La plus haute instance de justice de l’État africain a ainsi donné raison à un groupe d’associations – dont Human Rights Network Uganda, Development Network of Indigenous Voluntary Associations, Uganda Association of Women Lawyers et Chapter Four – qui, immédiatement après l’entrée en vigueur de la loi, s’était adressé à la Cour constitutionnelle pour en demander l’annulation.

Cette loi, rappelle Amnesty International, « a été utilisée pendant des années comme un instrument de répression : grâce à elle, la police ougandaise a pu disperser violemment des manifestations pacifiques et spontanées et arrêter et battre des personnalités de l’opposition qui ne cherchaient qu’à exercer leurs droits humains ».

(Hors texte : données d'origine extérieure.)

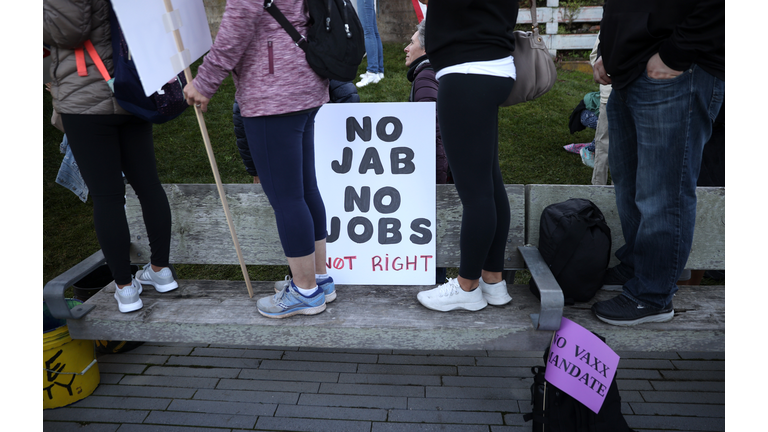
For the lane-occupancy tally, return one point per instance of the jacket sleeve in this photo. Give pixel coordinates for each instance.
(238, 25)
(703, 29)
(66, 23)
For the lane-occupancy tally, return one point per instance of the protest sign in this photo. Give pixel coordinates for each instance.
(376, 172)
(581, 365)
(148, 30)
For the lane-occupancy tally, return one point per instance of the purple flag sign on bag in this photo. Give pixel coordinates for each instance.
(581, 365)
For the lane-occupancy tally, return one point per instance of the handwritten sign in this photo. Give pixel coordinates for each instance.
(376, 172)
(581, 365)
(148, 31)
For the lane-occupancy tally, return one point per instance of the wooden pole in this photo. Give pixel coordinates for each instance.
(212, 159)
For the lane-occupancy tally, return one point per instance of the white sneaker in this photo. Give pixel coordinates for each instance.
(370, 78)
(450, 296)
(128, 297)
(162, 281)
(495, 294)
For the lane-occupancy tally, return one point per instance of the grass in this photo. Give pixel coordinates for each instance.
(531, 139)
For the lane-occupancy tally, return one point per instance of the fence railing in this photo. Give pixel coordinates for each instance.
(553, 14)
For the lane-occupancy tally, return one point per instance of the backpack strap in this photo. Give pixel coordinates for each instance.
(298, 39)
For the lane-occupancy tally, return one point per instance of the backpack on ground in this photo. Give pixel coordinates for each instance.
(556, 411)
(165, 104)
(575, 242)
(334, 44)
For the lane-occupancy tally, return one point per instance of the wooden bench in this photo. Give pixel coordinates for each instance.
(208, 311)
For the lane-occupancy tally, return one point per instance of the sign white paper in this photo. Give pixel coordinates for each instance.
(376, 172)
(148, 30)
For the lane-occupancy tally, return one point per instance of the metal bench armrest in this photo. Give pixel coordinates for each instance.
(53, 291)
(552, 301)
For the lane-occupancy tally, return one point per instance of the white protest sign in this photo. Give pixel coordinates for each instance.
(148, 31)
(376, 172)
(581, 365)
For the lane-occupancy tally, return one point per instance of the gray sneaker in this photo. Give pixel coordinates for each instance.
(128, 297)
(162, 281)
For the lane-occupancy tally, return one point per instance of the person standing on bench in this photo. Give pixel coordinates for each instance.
(469, 44)
(666, 63)
(106, 142)
(279, 95)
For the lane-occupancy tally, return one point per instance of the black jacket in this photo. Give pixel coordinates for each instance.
(683, 32)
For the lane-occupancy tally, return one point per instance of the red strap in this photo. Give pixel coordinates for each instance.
(96, 60)
(82, 70)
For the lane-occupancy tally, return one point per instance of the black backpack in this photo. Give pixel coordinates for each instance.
(556, 411)
(575, 242)
(334, 44)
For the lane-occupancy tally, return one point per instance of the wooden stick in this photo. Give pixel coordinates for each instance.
(212, 159)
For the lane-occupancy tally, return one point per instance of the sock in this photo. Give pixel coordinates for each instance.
(304, 292)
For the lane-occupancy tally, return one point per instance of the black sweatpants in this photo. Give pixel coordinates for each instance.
(105, 146)
(467, 110)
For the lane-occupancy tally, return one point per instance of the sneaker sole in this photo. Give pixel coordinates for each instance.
(663, 317)
(303, 311)
(159, 288)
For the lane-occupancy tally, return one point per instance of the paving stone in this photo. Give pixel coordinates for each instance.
(406, 369)
(678, 409)
(308, 366)
(220, 362)
(426, 360)
(77, 427)
(192, 372)
(144, 391)
(247, 396)
(201, 420)
(239, 408)
(311, 425)
(453, 404)
(325, 412)
(354, 401)
(372, 389)
(121, 368)
(676, 423)
(264, 385)
(163, 381)
(682, 397)
(123, 403)
(98, 415)
(330, 357)
(364, 378)
(288, 375)
(443, 417)
(420, 427)
(478, 393)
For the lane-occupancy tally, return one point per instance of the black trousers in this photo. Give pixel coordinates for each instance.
(105, 146)
(468, 109)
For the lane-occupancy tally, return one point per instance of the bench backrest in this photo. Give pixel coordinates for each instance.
(201, 234)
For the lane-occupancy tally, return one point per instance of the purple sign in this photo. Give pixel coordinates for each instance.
(581, 365)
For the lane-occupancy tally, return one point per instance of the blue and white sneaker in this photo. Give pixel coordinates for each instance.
(162, 281)
(289, 302)
(329, 288)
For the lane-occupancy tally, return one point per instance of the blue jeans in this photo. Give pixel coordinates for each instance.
(373, 48)
(658, 129)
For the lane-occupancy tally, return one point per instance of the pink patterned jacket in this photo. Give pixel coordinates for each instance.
(270, 72)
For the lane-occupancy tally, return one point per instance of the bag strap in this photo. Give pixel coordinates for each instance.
(273, 10)
(82, 69)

Dernièrement, la loi avait été utilisée pour empêcher les rassemblements et les concerts organisés par le musicien de l’opposition et député Bobi Wine (photo), au bureau d’enregistrement de Robert Kyagulanyi, promoteur d’une campagne forte pour la prévention de la pandémie de Covid-19.

Bobi Wine et quatre autres personnes font actuellement l’objet d’une enquête pour avoir protesté en juillet 2018 contre une taxe sur les médias sociaux et les téléphones portables.